GMP rules are so complex, most schemes have not equalised: There has been ongoing uncertainty about how the equalisation should be carried out, so trustees were concerned that they might equalise now but then have to do it again if they used the wrong method. The costs, uncertainty and complexity of the calculation have resulted in most trustees leaving the issue unaddressed.
Lloyds Pension Scheme members took a sex discrimination case to the High Court: The case was brought by three female members of the Lloyds Banking Group scheme who claimed sex discrimination because their GMPs were being increased at a lower rate than male members of the same age. GMPs have to be increased each year, as set out in the Government’s rules, but the rate of revaluation depends on the year in which each member reached pension age. The women’s GMP started earlier than men’s and the rules relating to later years allow men’s GMPs to be increased at higher rates.

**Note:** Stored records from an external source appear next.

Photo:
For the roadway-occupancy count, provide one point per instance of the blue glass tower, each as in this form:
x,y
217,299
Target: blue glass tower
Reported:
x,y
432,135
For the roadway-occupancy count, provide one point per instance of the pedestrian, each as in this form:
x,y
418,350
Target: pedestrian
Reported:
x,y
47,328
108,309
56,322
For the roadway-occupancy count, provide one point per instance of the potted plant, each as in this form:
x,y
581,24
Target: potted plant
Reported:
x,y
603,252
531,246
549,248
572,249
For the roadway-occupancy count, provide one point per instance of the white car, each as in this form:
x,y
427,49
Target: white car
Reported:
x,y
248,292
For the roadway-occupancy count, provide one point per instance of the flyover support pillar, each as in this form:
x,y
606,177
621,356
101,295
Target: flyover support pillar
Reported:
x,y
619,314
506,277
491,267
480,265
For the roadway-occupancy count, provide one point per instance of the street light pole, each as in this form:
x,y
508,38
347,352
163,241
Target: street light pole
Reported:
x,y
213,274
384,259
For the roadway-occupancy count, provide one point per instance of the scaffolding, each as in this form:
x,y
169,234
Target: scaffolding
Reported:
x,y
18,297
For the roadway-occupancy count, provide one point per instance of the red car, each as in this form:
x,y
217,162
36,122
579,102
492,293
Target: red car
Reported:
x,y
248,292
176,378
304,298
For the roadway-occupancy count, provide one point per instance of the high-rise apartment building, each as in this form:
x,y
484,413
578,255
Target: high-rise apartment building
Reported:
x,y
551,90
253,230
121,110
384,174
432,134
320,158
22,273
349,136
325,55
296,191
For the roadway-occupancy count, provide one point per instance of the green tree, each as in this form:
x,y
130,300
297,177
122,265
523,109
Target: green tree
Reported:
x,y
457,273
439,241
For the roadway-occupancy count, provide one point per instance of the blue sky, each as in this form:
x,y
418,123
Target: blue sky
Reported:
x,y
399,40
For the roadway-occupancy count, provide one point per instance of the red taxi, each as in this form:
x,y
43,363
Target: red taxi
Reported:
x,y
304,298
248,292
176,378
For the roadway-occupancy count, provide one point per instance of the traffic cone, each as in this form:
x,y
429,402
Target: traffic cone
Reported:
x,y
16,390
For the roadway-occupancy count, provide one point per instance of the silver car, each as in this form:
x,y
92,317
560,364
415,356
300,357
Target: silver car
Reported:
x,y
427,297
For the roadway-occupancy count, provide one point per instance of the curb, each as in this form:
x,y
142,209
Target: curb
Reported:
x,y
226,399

Today’s legal ruling has provided some clarity: The High Court has ruled that the GMPs do indeed have to be equalised. That the equalisation must be backdated and that any of three methods can be used, which gives trustees a choice over how to comply. However, there are two major problems. Firstly, data records are often incomplete and inaccurate. Secondly, the actual calculations are so complicated that many actuaries have suggested it is an almost impossible exercise to get right.
The ramifications of the judgement will be potentially enormous due to GMP data errors: Many pension schemes will have to pay significant extra sums in administration to ensure their GMP benefits are correct. Contracting-out ended in 2016 and all schemes have been forced to reconcile their GMP records with the Inland Revenue, to ensure they are correct. Trustees have until December 2018 to do this, but it has been very time-consuming and costly – and is not yet completed. Many errors have been uncovered. Data errors compound over time and, after so many years, original information has been lost. The fact that, even though the Barber ruling occurred in 1990, most schemes have still not been able to equalise all their benefits, highlights the complexity and difficulties of the process.
Auto-enrolment pension records are already wrong – they need to be corrected urgently: Correcting errors in pension data is much easier when they are spotted quickly. GMP records were never properly reconciled to ensure they were correct at the time. This highlights the importance of ensuring that modern pensions are required to check the accuracy of their contribution records regularly. Currently the Pensions Regulator does not ensure that auto-enrolment pension schemes are regularly checking their contributions are correct. It is vital that all trustees and employers, as well as pension scheme managers, are required to prove they have checked contributions for errors and corrected any problems.
DWP will have to issue guidance and there could be legal appeals so the matter is not necessarily over: Trustees will still need to know how they can comply with this new ruling, but there remains the possibility of an appeal being brought. So the whole issue is likely to rumble on and there will be ongoing costs for schemes as they await finality.
In reality, most members will see very little change in their pension payments: The impact on individual members is unlikely to be large. After all the calculations are done, and the whole costly and complicated exercise is completed, most members will see little or no change as a result of equalisation. However, as a whole these pension schemes may have to spend billions in both checking their GMPs and increasing pensions, as well as paying arrears. This could prove damaging to pension schemes which are in a parlous financial position and I hope that the DWP might be able to offer help to ensure this issue does not lead to more schemes being forced into the PPF.